Online course 6: LAN scalability, adding pollers
Hi,
This is our 6th online course. After the 5th from Seb that was about creating checks, you got numerous ideas about what to check and make your IT even stronger. But more checks means more load, and maybe one poller is not enough now :)
We will look in this course about one #shinken core feature that will help you there: adding pollers is just tooooo easy :)
Let's start with two standard 2.0 installation in two linux box. We will disable all the daemons on the second box but not the poller.
You will be able to follow this tutorial on video soon.

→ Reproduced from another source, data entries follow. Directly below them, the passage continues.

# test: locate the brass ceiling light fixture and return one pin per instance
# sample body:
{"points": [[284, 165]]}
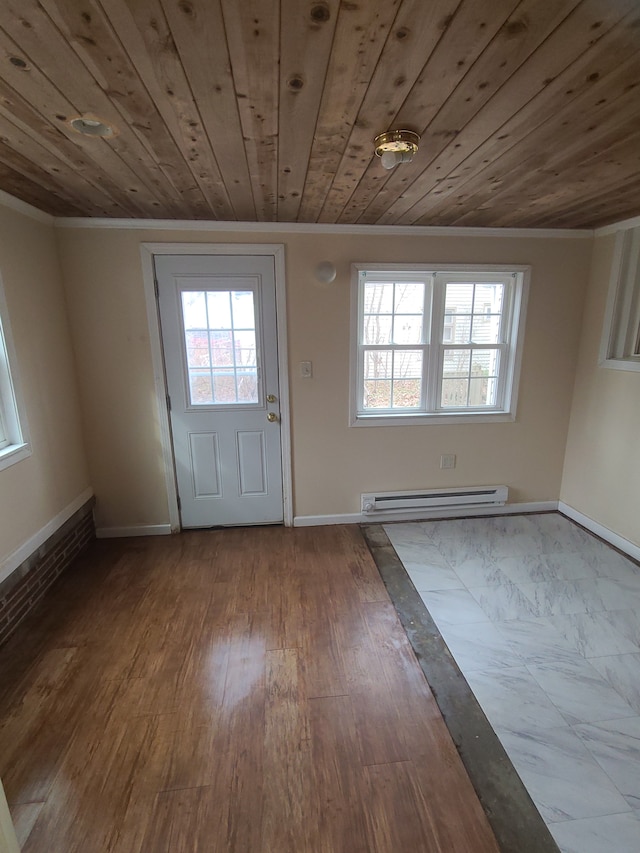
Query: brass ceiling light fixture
{"points": [[396, 146]]}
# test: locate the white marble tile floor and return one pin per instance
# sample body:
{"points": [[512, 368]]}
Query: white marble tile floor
{"points": [[543, 619]]}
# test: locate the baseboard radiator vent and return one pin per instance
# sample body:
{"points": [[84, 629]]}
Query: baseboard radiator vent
{"points": [[435, 499]]}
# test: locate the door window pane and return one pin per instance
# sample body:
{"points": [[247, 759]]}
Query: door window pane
{"points": [[220, 343]]}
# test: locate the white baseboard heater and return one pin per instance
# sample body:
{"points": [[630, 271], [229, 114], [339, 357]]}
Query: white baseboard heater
{"points": [[466, 498]]}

Our setup with 2 linux boxes
We will have 2 linux and we want the second to be just a poller available for the first box shinken. The box courses-a will be our primary one, and courses-b the extended poller one. We just installed shinken in the 2 boxes. Both got a valid dns entry :
root@courses-a$ cat /etc/hosts
[...]
192.168.56.104 courses-a
192.168.56.105 courses-b
root@courses-b$ cat /etc/hosts
[...]
192.168.56.104 courses-a
192.168.56.105 courses-b
We want to have something like this :
Preparing the first box (master)
Let's first focus on the courses-a
box. This will be quite quick. The poller we want to enable on the courses-b
box will have to connect to the scheduler
on the courses-a
to get its job. It will have the scheduler
address and port from a configuration send by the arbiter
.
But the default address of the scheduler-master
is with the good port (7768), but with the localhost
address. This won't be a problem for the arbiter to reach it, but if the poller on the courses-b
try, it won't have a change to reach the courses-a scheduler
:p
So all we need to do is to setup the LAN address on the scheduler
definition object:
root@courses-a$ vi /etc/shinken/schedulers/scheduler-master.cfg
define scheduler {
scheduler_name scheduler-master ; Just the name
address courses-a ; IP or DNS address of the daemon
port 7768 ; TCP port of the daemon
spare 0 ; 1 = is a spare, 0 = is not a spare
weight 1 ; Some schedulers can manage more hosts than others
timeout 3 ; Ping timeout
data_timeout 120 ; Data send timeout
max_check_attempts 3 ; If ping fails N or more, then the node is dead
check_interval 60 ; Ping node every N seconds
modules
realm All
skip_initial_broks 0
use_ssl 0
}
Now the second box :)
All we need now it to look at the courses-b
box, and let's disable LOT of daemons ^^
You must set daemon_enabled=0
to the following files:
root@courses-b$ grep daemon_enabled /etc/shinken/daemons/*ini
/etc/shinken/daemons/brokerd.ini:daemon_enabled=0
/etc/shinken/daemons/pollerd.ini:daemon_enabled=1
/etc/shinken/daemons/reactionnerd.ini:daemon_enabled=0
/etc/shinken/daemons/receiverd.ini:daemon_enabled=0
/etc/shinken/daemons/schedulerd.ini:daemon_enabled=0
And also on the arbiter that is installed by default on the courses-b
:
root@courses-b$ grep daemon_enabled /etc/shinken/shinken.cfg
daemon_enabled=0
Now you can restart your shinken daemons on the courses-b
and look if only the poller is really started:
root@courses-b$ /etc/init.d/shinken -d restart
root@courses-b$ /etc/init.d/shinken status
Checking status of scheduler
scheduler NOT RUNNING
failed!
Checking status of poller
poller RUNNING (pid 25504)
. ok
Checking status of reactionner
reactionner NOT RUNNING
failed!
Checking status of broker
broker NOT RUNNING
failed!
Checking status of receiver
receiver NOT RUNNING
failed!
Checking status of arbiter
arbiter NOT
failed!
We temporary put the poller in debug mode so we will have all it's logs available to see the good connexions and internal data.
So now that our courses-b
poller is ok and no other daemons will annoy it, we can declare it to the arbiter side on the courses-a
server:
root@courses-a$ cp /etc/shinken/pollers/poller-master.cfg /etc/shinken/pollers/poller-courses-b.cfg
root@courses-a$ vi /etc/shinken/pollers/poller-courses-b.cfg
define poller {
poller_name poller-courses-b
address courses-b
port 7771
spare 0
manage_sub_realms 0 ; Does it take jobs from schedulers of sub-Realms?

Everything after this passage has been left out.